DrL expects the edges to be weighted, directed edges where the weight (greater than zero) denotes how similar the two nodes are (higher is more similar). The NWB version has several parameters. The edge cutting parameter expresses how much automatic edge cutting should be done. 0 means as little as possible, 1 as much as possible. Around .8 is a good value to use. The weight attribute parameter lets you choose which edge attribute in the network corresponds to the similarity weight. The X and Y parameters let you choose the attribute names to be used in the returned network which corresponds to the X and Y coordinates computed by the layout algorithm for the nodes.

###### Usage Hints

- For article/citation networks, feed the network into either cocitation or bibliographic coupling for computing similarity.
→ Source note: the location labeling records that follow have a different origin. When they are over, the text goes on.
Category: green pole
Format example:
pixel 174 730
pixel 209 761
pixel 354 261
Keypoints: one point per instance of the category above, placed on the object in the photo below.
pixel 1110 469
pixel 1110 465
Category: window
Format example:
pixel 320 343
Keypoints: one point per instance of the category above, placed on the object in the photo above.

Use this network for laying out DrL.
- GUESS or Pre-Defined Layout can be used to see the layout created by DrL.

To see the VxOrd/DrL layout in GUESS, you must run the following command in the GUESS interpreter (click the 'Interpreter' tab near the bottom of the GUESS interface):

for n in g.nodes: n.x = n.xpos * 100 n.y = n.ypos * 100

(Whitespace is significant.)

This assumes you used the default 'xpos' and 'ypos' labels suggested by the DrL algorithm.

This code is translated into English as the following: For every node in the network,

make the GUESS x coordinate equal to the DrL-generated X coordinate times 100 make the GUESS y coordinate equal to the DrL-generated Y coordinate times 100

We multiply by 100 because DrL coordinates are on a smaller scale than GUESS coordinates, so we need to enlarge the DrL coordinates to see the network structure (otherwise it will appear that the nodes are nearly on top of each other).

- Now you can switch between the GUESS layout options to retrieve different visualization effects. Recommended: Switch between Bin Pack and GEM a few times.

###### Acknowledgements

DrL was created at Sandia National Labs

###### References

- S. Martin, W. M. Brown, K. Boyack, "DrL: Distributed Recursive (Graph) Layout," in prepartion for Journal of Graph Algorithms and Applications.
- Davidson, G.S., Wylie, B.N. & Boyack, K.W. (2001). Cluster stability and the use of noise in interpretation of clustering. Accepted by IEEE Information Visualization `01.